Sunday, 27 December 2009

Friends and relatives

Again loosing track of the days. Managed to get two large screen digital picture frames and loaded photos onto a memory stick. It looks good, I think grandparents like that sort of thing. Apart from that the 27th December is another of those in between sort of days that blur into each other. I didn't realise it was Sunday, so didn't go to church, anyway I think I'll give up on Emmanuel for now, perhaps just St James in the morning. Watched Man U win again, back to their unconvincing best. Arsenal, playing before them, were sublime when Fabrigas came on.
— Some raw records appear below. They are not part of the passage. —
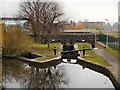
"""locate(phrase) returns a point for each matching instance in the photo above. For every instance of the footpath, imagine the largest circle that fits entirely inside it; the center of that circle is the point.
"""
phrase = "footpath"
(112, 61)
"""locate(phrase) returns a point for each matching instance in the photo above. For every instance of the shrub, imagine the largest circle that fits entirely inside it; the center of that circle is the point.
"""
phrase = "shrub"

Then my friend Tim, the Baron von Hennel, Earl of Sharston and heir to all he surveys, came round and we gossiped, mostly about what to do about New Years Eve. There are so many conflicting personality dynamics. I think, like most people, I see Christmas as for family and New Year Eve for friends. Also like most people Christmas arrangements are full of balancing the wishes of the various people in the context of what is happening to them now, and has done in the past. There is history between people, especially relatives, as they have been relatives all their lives. They have grown up with each other.
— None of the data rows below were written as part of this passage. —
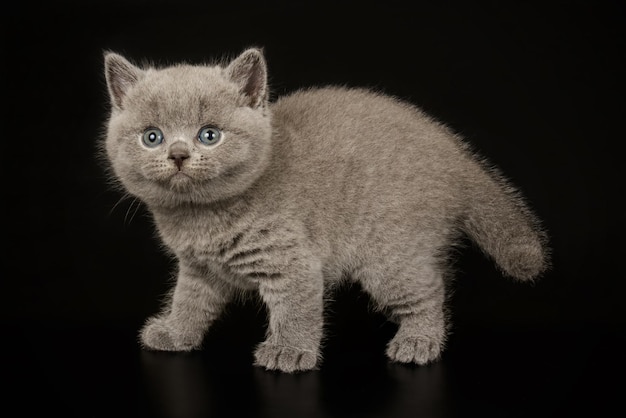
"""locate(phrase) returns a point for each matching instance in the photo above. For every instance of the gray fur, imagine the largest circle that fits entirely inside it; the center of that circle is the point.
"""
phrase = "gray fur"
(321, 186)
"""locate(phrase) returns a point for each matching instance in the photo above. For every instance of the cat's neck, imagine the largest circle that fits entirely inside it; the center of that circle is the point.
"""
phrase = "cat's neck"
(219, 214)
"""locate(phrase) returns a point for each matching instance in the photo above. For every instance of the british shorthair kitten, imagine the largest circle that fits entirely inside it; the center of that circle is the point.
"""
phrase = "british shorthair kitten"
(287, 198)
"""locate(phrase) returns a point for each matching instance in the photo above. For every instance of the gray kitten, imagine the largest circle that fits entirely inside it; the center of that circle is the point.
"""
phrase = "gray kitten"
(288, 198)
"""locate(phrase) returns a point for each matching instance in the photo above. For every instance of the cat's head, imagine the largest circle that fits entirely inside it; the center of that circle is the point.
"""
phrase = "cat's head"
(188, 134)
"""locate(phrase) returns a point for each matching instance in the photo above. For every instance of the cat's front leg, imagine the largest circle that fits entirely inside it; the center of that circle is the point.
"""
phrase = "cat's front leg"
(194, 305)
(295, 303)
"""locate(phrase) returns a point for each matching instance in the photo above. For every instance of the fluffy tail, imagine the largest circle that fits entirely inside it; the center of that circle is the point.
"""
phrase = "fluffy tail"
(503, 226)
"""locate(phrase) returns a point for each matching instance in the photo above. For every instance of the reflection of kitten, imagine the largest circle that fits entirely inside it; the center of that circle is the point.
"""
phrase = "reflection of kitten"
(321, 186)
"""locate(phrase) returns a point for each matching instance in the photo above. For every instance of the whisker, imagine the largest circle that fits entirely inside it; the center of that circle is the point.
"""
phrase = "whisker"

Well, New Years Eve is becoming as fraught and stressful as Christmas. Treading on egg shells and not wanting to miss people out or upset them. History becomes longer with each passing year. The new Mrs Hennel has taken on a leadership role in organising so it's round to theirs for The Party. Ask an organiser to organise and it will be done. As the years go by, though, the relationships are getting as complex as the family relationships. We are no longer university students just getting together for a party. At least with families there's a reason for splitting off into subgroups, new babies for example. With friends, splitting off means somebody or other is, or feels, rejected.
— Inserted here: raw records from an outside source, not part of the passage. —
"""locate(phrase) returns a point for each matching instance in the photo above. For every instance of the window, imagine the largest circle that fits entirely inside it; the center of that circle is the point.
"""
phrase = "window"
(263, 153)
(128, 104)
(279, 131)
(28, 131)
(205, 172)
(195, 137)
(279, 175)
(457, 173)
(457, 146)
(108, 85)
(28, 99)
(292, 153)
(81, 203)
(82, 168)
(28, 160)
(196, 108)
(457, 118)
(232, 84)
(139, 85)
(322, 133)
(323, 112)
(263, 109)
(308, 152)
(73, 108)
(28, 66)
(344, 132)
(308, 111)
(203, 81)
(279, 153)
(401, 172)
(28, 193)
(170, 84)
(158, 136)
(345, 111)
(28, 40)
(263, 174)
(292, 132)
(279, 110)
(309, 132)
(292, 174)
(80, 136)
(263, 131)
With families, relationships break down, but they're still family and so have to find a way to make up or get on. With friends the same ties don't apply. Relationships, sometimes long term, break up. Then what happens? Either one or other does get asked, or both come and it's difficult all round.

I offered to have the party at mine, but I'm not sure that will help. I think changing the venue is as difficult as managing the relationships. They say you can choose your friends, you can't choose your family. Clearly, it's not as simple as that.

Perhaps I'll bring my 'Friends Trivia game' to the party. That should help it go with a swing. What?